Boris Johnson hat mit einem wenig einfühlsamen Auftreten für empörte Reaktionen gesorgt. Während einer Rede des britischen Premierministers erlitt eine Frau einen Schwächeanfall. Johnson interessierte das offenbar kaum. 

Der britische Premierminister Boris Johnson hat bei einem Auftritt an einer Polizeischule Gentleman-Qualitäten vermissen lassen. Der für seine Schnoddrigkeit berüchtigte Regierungschef sprach am Donnerstag an einer Akademie im nordenglischen Wakefield, als hinter ihm eine Kadettin, die zuvor mit ihren Kollegen mehr als eine Stunde in Reih und Glied auf Johnson gewartet hatte, einen Schwächeanfall erlitt und zu Boden ging.    
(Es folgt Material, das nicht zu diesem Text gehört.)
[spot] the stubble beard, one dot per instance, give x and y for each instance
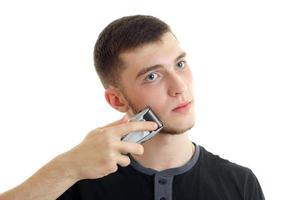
(167, 128)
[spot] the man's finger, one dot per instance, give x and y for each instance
(125, 128)
(132, 148)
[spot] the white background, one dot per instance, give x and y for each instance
(245, 56)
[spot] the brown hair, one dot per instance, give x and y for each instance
(119, 36)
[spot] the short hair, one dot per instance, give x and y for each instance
(123, 34)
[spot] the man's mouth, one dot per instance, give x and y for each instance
(182, 106)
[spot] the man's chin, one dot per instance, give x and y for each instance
(175, 131)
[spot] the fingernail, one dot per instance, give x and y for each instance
(154, 125)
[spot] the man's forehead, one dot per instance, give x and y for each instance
(152, 53)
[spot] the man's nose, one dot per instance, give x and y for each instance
(177, 84)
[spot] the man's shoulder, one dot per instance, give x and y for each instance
(213, 162)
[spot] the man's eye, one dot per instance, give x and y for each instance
(181, 64)
(151, 77)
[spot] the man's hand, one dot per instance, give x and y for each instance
(96, 156)
(102, 150)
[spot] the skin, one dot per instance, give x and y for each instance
(162, 89)
(171, 86)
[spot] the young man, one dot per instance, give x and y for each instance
(140, 64)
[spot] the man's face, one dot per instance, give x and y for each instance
(157, 75)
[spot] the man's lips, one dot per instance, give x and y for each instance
(182, 105)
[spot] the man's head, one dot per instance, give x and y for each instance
(141, 63)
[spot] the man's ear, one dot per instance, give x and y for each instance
(116, 100)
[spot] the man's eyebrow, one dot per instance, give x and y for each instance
(154, 67)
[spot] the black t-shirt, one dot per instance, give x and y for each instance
(206, 176)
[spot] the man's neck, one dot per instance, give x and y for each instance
(166, 151)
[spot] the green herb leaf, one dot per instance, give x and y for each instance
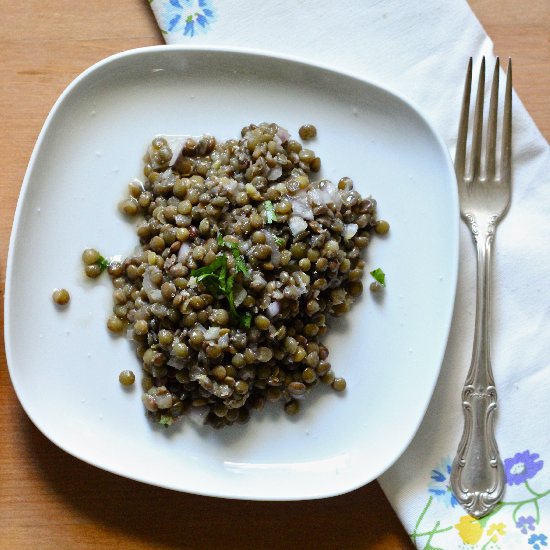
(103, 263)
(166, 420)
(215, 277)
(270, 214)
(379, 275)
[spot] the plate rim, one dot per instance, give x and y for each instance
(270, 55)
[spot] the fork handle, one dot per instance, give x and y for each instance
(477, 475)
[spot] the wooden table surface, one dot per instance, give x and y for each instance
(49, 499)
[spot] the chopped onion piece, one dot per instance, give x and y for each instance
(297, 224)
(275, 252)
(185, 248)
(213, 333)
(273, 309)
(198, 415)
(300, 207)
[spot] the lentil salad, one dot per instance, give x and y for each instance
(244, 256)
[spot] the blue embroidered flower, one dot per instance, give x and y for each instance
(188, 17)
(523, 523)
(521, 467)
(440, 484)
(534, 541)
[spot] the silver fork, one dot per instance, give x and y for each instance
(477, 475)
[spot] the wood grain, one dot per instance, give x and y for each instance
(49, 499)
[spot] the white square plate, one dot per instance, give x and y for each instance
(64, 365)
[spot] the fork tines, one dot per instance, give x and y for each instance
(477, 130)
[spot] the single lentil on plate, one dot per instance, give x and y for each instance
(245, 254)
(61, 296)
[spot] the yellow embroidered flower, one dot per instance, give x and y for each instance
(496, 529)
(469, 529)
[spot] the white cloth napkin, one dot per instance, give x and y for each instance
(420, 49)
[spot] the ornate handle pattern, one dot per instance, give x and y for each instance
(477, 475)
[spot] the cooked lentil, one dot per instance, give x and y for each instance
(244, 257)
(61, 296)
(126, 377)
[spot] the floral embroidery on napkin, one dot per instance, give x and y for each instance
(521, 515)
(186, 17)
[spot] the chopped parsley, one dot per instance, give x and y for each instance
(215, 277)
(166, 420)
(270, 214)
(240, 264)
(379, 276)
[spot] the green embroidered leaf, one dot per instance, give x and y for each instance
(379, 276)
(216, 279)
(103, 263)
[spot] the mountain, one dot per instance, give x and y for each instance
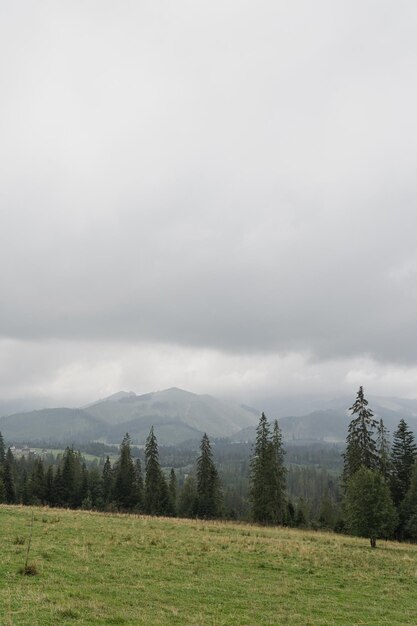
(60, 424)
(177, 416)
(330, 425)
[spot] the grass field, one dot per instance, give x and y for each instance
(118, 569)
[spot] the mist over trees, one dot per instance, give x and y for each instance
(370, 490)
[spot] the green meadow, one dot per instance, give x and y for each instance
(94, 568)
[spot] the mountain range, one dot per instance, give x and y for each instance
(179, 416)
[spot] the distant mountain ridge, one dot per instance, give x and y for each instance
(177, 416)
(330, 425)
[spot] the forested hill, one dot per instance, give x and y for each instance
(180, 416)
(177, 415)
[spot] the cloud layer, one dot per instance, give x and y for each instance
(230, 183)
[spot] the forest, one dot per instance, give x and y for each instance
(368, 488)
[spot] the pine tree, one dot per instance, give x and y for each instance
(279, 475)
(2, 451)
(408, 509)
(260, 488)
(383, 451)
(38, 481)
(403, 457)
(156, 489)
(361, 448)
(139, 485)
(71, 477)
(107, 481)
(208, 484)
(124, 489)
(187, 503)
(172, 490)
(268, 475)
(25, 496)
(49, 485)
(369, 509)
(8, 478)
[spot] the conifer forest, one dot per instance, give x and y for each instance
(368, 488)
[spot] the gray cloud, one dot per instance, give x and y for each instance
(215, 177)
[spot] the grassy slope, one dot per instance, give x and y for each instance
(115, 569)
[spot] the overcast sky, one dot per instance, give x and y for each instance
(220, 196)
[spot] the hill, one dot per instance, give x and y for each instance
(96, 569)
(177, 416)
(330, 425)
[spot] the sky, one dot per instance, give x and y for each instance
(218, 196)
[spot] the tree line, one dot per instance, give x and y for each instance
(376, 496)
(379, 480)
(121, 486)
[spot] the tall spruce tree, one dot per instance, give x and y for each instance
(279, 474)
(361, 450)
(267, 475)
(8, 478)
(260, 475)
(208, 484)
(2, 451)
(369, 509)
(107, 481)
(125, 488)
(139, 485)
(383, 451)
(403, 458)
(156, 488)
(172, 490)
Kritik nach Vorfall: "Boris Johnson hat gesehen, was da passiert ist, und hat es ignoriert"

Johnson drehte sich um und fragte: "Geht es Ihnen gut?" Ohne sich dann weiter um die junge Frau zu kümmern, wandte er sich wieder zum Publikum und sagte: "Alles in Ordnung, tut mir leid, ich denke, das ist ein Zeichen für mich, zum Ende zu kommen." Stattdessen aber redete der Premierminister ungerührt weiter, beantwortete Fragen zum Brexit und als er schließlich seinen Auftritt beendete, hatte sich die Kadettin von allein wieder berappelt und war aufgestanden.    

Das wenig einfühlsame Auftreten des Premiers sorgte bei seinen Gegnern für empörte Reaktionen. "Johnson hat die Schüler im Stehen warten lassen, und - wenig überraschend - eine von ihnen scheint in Ohnmacht gefallen zu sein", sagte die innenpolitische Sprecherin der oppositionellen Labour-Partei, Diane Abbott. "Er hat gesehen, was da passiert ist, und hat es ignoriert. Das besagt alles, was man über diesen Mann wissen muss - und wie wichtig ihm in Wahrheit der Polizeidienst ist."